La SAR ne se contente pas de relever des erreurs : elle dispose de pouvoirs décisionnels précis et, dans la plupart des cas, doit trancher l'affaire elle-même plutôt que de la renvoyer à la SPR.
La SAR confirme la décision de la SPR (art. 111(1)a)) : l'appel est rejeté et la décision de la SPR subsiste.
La SAR casse la décision de la SPR et rend la décision qui aurait dû être rendue (art. 111(1)b)). C'est l'issue à privilégier lorsque la SAR peut trancher sur la foi du dossier, conformément à son rôle d'évaluation indépendante.
La SAR peut renvoyer l'affaire à la SPR pour réexamen, en lui donnant les instructions qu'elle juge indiquées (art. 111(1)c)). Mais le renvoi est encadré : il n'est permis que si la SAR estime que la SPR a erré (en droit, en fait, ou en droit et en fait) et qu'elle ne peut confirmer ou casser sans réexaminer des éléments de preuve présentés à la SPR (art. 111(2)). Le renvoi est donc l'exception; la règle est que la SAR tranche elle-même.
Sauf audience tenue au titre du paragraphe 110(6), la SAR rend sa décision au plus tard 90 jours après la mise en état de l'appel (RIPR 159.92(1)). Si elle ne peut respecter ce délai, elle statue dès que possible (159.92(2)).
La décision de la SAR peut faire l'objet d'une demande d'autorisation et de contrôle judiciaire à la Cour fédérale (art. 72 LIPR). L'autorisation préalable (« leave ») est requise et le délai pour déposer la demande est de 15 jours (affaire survenue au Canada). La Cour examine alors la décision de la SAR selon la norme de la décision raisonnable (Vavilov).
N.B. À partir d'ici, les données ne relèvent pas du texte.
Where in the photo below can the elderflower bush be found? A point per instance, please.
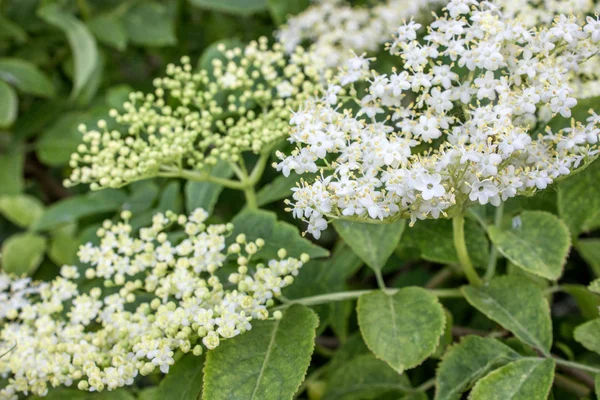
(161, 296)
(455, 125)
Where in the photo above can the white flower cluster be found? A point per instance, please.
(194, 119)
(160, 297)
(333, 27)
(585, 78)
(455, 124)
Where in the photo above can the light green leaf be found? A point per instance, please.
(518, 305)
(184, 380)
(581, 213)
(373, 243)
(11, 171)
(26, 77)
(9, 105)
(71, 209)
(281, 9)
(444, 252)
(276, 234)
(109, 30)
(520, 380)
(466, 362)
(364, 377)
(22, 253)
(266, 363)
(22, 210)
(242, 7)
(150, 24)
(589, 249)
(206, 194)
(588, 335)
(81, 40)
(401, 329)
(539, 244)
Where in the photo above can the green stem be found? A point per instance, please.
(491, 269)
(458, 225)
(354, 294)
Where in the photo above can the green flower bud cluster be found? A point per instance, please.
(194, 119)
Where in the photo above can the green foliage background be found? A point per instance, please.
(63, 63)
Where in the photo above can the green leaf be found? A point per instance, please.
(281, 9)
(109, 29)
(73, 208)
(518, 305)
(26, 77)
(10, 105)
(588, 335)
(81, 40)
(466, 362)
(22, 210)
(581, 213)
(241, 7)
(401, 329)
(539, 244)
(444, 252)
(520, 380)
(184, 380)
(589, 249)
(266, 363)
(150, 24)
(11, 171)
(22, 253)
(276, 234)
(206, 194)
(364, 377)
(373, 243)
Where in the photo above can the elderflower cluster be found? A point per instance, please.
(455, 124)
(585, 78)
(333, 27)
(194, 119)
(161, 296)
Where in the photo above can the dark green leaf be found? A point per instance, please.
(518, 305)
(266, 363)
(373, 243)
(529, 379)
(401, 329)
(468, 361)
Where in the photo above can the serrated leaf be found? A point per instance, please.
(241, 7)
(364, 377)
(589, 249)
(518, 305)
(444, 252)
(401, 329)
(373, 243)
(206, 194)
(141, 17)
(71, 209)
(466, 362)
(581, 213)
(266, 363)
(26, 77)
(184, 380)
(81, 40)
(9, 105)
(588, 335)
(22, 253)
(529, 379)
(22, 210)
(539, 244)
(109, 30)
(276, 234)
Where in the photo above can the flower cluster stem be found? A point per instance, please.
(458, 226)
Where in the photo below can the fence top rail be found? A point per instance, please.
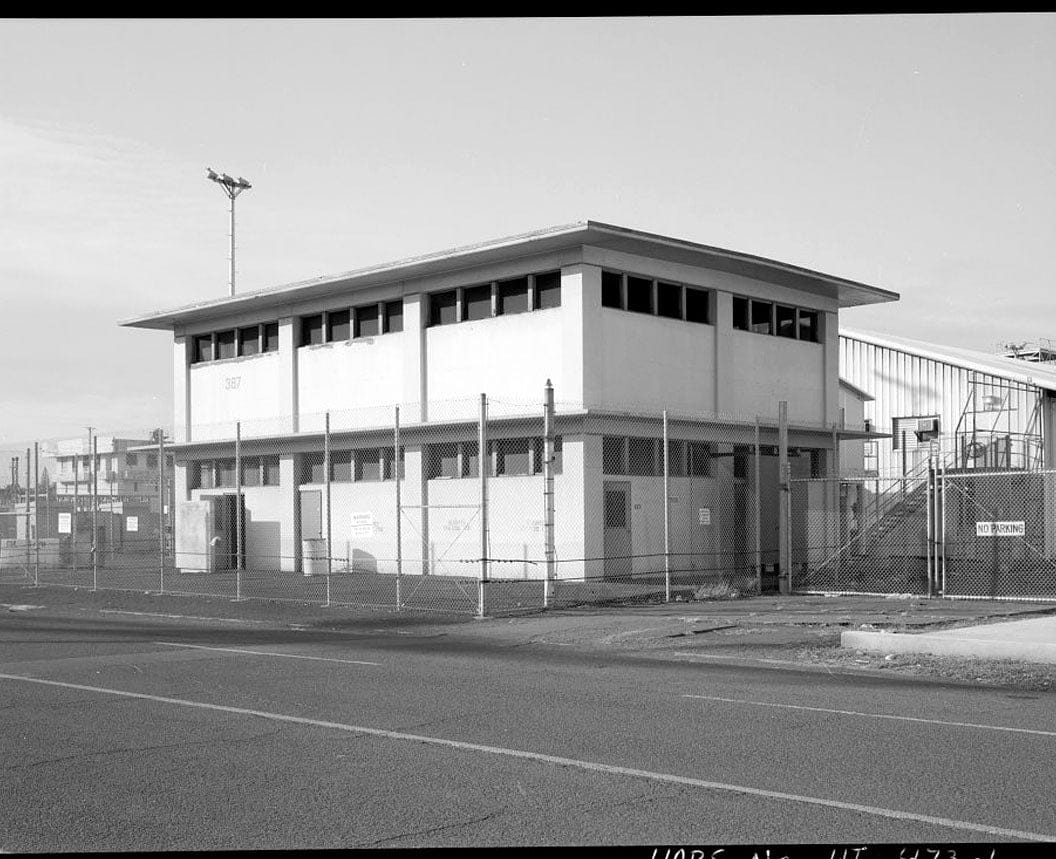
(962, 473)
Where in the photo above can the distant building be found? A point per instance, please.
(121, 470)
(976, 410)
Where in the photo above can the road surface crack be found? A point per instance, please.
(430, 831)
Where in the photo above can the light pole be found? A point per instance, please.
(232, 187)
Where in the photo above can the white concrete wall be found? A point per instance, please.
(852, 453)
(653, 363)
(506, 357)
(764, 370)
(236, 389)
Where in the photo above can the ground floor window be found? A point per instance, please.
(506, 458)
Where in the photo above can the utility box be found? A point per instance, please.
(315, 556)
(205, 537)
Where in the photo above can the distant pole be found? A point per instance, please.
(36, 510)
(231, 187)
(330, 518)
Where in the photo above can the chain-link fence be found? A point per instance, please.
(396, 507)
(936, 531)
(998, 535)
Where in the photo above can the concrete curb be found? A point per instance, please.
(946, 645)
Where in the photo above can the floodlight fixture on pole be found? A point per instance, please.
(232, 187)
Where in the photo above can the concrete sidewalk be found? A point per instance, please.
(1031, 640)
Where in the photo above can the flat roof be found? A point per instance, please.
(1024, 372)
(847, 293)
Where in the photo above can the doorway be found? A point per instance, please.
(617, 512)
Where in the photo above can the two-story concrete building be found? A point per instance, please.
(624, 323)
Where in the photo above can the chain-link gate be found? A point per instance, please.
(863, 535)
(998, 535)
(959, 533)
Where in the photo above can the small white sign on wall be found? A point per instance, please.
(362, 524)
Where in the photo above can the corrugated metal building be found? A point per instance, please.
(978, 410)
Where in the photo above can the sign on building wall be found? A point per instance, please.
(1000, 528)
(362, 524)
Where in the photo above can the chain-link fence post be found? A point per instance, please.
(36, 512)
(95, 514)
(666, 511)
(110, 542)
(548, 453)
(238, 509)
(942, 526)
(161, 507)
(758, 515)
(330, 516)
(73, 516)
(485, 463)
(784, 505)
(399, 514)
(930, 522)
(29, 551)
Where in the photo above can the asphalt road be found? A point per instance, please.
(134, 731)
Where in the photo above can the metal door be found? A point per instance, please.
(312, 515)
(617, 514)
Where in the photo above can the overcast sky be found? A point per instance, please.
(910, 152)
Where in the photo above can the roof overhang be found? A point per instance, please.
(847, 293)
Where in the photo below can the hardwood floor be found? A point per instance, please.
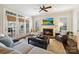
(56, 46)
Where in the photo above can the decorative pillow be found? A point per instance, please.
(6, 40)
(2, 45)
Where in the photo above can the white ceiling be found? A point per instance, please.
(33, 9)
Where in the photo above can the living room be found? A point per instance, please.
(37, 28)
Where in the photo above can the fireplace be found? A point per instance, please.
(48, 32)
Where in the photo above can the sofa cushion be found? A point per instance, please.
(23, 47)
(5, 50)
(37, 50)
(6, 40)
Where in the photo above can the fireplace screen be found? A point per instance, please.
(48, 32)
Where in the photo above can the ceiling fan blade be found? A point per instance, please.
(48, 7)
(45, 10)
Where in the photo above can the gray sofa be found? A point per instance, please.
(20, 47)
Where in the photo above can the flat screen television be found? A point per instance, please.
(48, 22)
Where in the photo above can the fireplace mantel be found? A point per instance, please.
(47, 31)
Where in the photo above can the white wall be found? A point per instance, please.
(57, 16)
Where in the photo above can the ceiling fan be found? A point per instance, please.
(44, 8)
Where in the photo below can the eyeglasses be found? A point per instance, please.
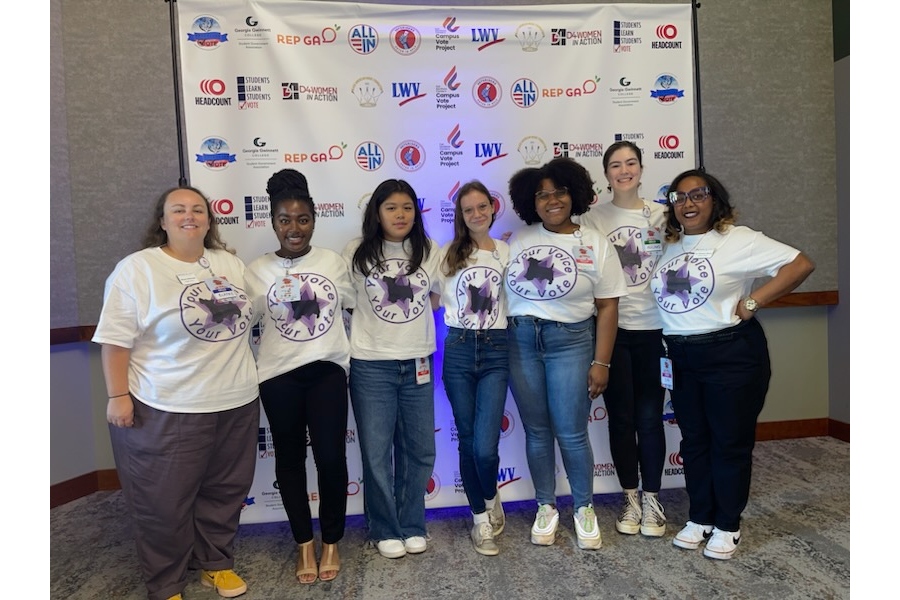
(558, 193)
(697, 196)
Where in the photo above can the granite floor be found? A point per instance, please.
(796, 544)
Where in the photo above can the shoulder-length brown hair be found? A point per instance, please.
(156, 236)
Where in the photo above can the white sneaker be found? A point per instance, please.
(496, 515)
(722, 544)
(653, 519)
(483, 539)
(391, 548)
(629, 520)
(692, 535)
(415, 544)
(586, 528)
(543, 532)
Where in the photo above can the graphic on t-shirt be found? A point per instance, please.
(542, 273)
(395, 296)
(310, 316)
(478, 297)
(637, 265)
(214, 320)
(683, 283)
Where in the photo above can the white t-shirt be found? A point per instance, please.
(626, 229)
(189, 351)
(301, 304)
(557, 276)
(701, 278)
(393, 318)
(473, 297)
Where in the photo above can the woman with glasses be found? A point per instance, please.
(563, 285)
(634, 397)
(717, 358)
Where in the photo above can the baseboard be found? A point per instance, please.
(108, 479)
(84, 485)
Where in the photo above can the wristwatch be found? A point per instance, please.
(751, 304)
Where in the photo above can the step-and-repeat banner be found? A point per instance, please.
(353, 94)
Lorsque l'appel à la SAR est ouvert, il doit en principe être épuisé avant tout contrôle judiciaire : la Cour fédérale n'interviendra pas tant que la SAR n'a pas statué. Lorsque l'appel à la SAR est fermé par une restriction de l'art. 110(2), le contrôle judiciaire vise directement la décision de la SPR.
Selon la situation, d'autres voies peuvent subsister (examen des risques avant renvoi, demande fondée sur des considérations d'ordre humanitaire), mais elles ne suspendent pas automatiquement la mesure de renvoi.